SPOILER ALERT: This article contains story line and character spoilers for "The Walking Dead."
Just so you know, "Walking Dead" fans: The writers and producers of the series aren't taking the deaths of major characters in Sunday's Season 4 midseason finale lightly, either. Sure, maybe no one's crying over the death of big baddie the Governor, but his death does mean the end of a compelling character, outstandingly performed by David Morrissey.
The same can be said of Scott Wilson, whose Hershel had become one of the most beloved characters for fans and the other actors on the AMC series. And Wilson … "TWD" showrunner Scott M. Gimple says it best. "I don't think I've ever used the word 'adore,' but I adore Scott Wilson," Gimple tells Yahoo TV.
Gimple and "TWD" executive producer, director, and special effects makeup whiz Greg Nicotero talked to Yahoo TV about why letting go of such stellar actors and characters is part of the larger story line of Season 4, about how the Governor is like Walter White, about how the second half of the season is like a different show, and, yes, about how we will find out the identity of the person who lured walkers to the prison fence with those rats.
Andrew Lincoln told us last week he had texted you a quote he read, "Tragedy is when right means right." That really resonated after the finale. The Governor went into the showdown with at least some good intention of protecting his new family. Is that quote a summary of the Governor's story?

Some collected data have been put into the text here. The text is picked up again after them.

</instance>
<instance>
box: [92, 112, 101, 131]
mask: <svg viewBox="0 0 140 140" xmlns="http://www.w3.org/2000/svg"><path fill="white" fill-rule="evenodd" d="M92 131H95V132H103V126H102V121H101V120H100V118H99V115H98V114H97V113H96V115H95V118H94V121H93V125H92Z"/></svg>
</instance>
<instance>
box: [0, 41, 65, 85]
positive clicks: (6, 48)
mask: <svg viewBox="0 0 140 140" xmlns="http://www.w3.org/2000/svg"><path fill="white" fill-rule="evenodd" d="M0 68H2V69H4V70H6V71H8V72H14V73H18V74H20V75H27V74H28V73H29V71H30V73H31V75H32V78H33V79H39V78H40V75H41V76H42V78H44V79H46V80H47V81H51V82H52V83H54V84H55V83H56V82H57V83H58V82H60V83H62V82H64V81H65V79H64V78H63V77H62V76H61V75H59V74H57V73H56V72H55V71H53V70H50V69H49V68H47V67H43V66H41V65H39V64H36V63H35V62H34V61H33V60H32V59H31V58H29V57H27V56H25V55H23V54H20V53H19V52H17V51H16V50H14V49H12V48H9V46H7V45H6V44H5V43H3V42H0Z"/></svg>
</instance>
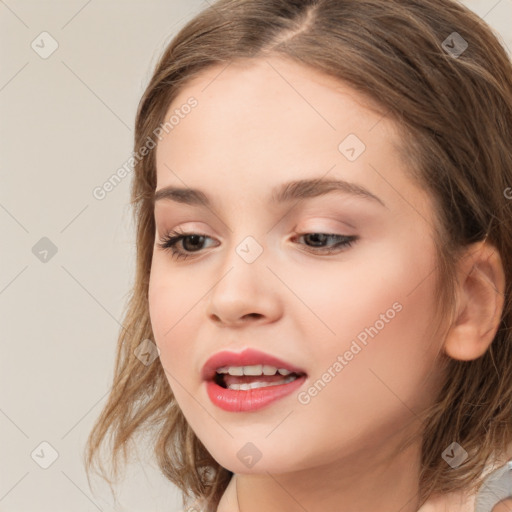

Scott M. Gimple: Yeah, it's interesting … Andrew was sending me quotes throughout the season and just really nailing them even before the scripts would come out. The bottom line is the first five episodes are one story, and the next two episodes are another story. And they're through the point of view of Rick and the Governor, each of their stories crashing together and very much coming to their own individual ends at the end of this midseason finale. We see that king [chess piece] on the ground, and that's the end of that story with the Governor. And then we see Clara, from the season premiere, and that's the end of that story, and they're both individual stories that have their own "when right meets right."
Greg Nicotero: I remember sitting in the writers room when Scott pitched out — the way the process works is, the writers break the story, and then we all come in, and we sit around the conference table, and Scott pitches out the first eight episodes. And basically it's like telling you a story. One thing that I remember hearing Scott say over and over again is, "OK, this is the moment when this character's story ends. This part of their journey ends here, and then we will pick it up somewhere else down the road." So to be able to see the first five episodes and see where those characters are going … The first day we were shooting, Andy Lincoln was saying, "Yeah, you know, I don't know about Rick as a farmer. It feels unnatural and it just …" It was an interesting character choice for him. But when you go back now, and you look at Episode 1, and you see where Rick was, and what he is forced to do and what happens to him, every one of our characters in this first half of the season has had a well thought-out beginning, middle, and end [to their story arc].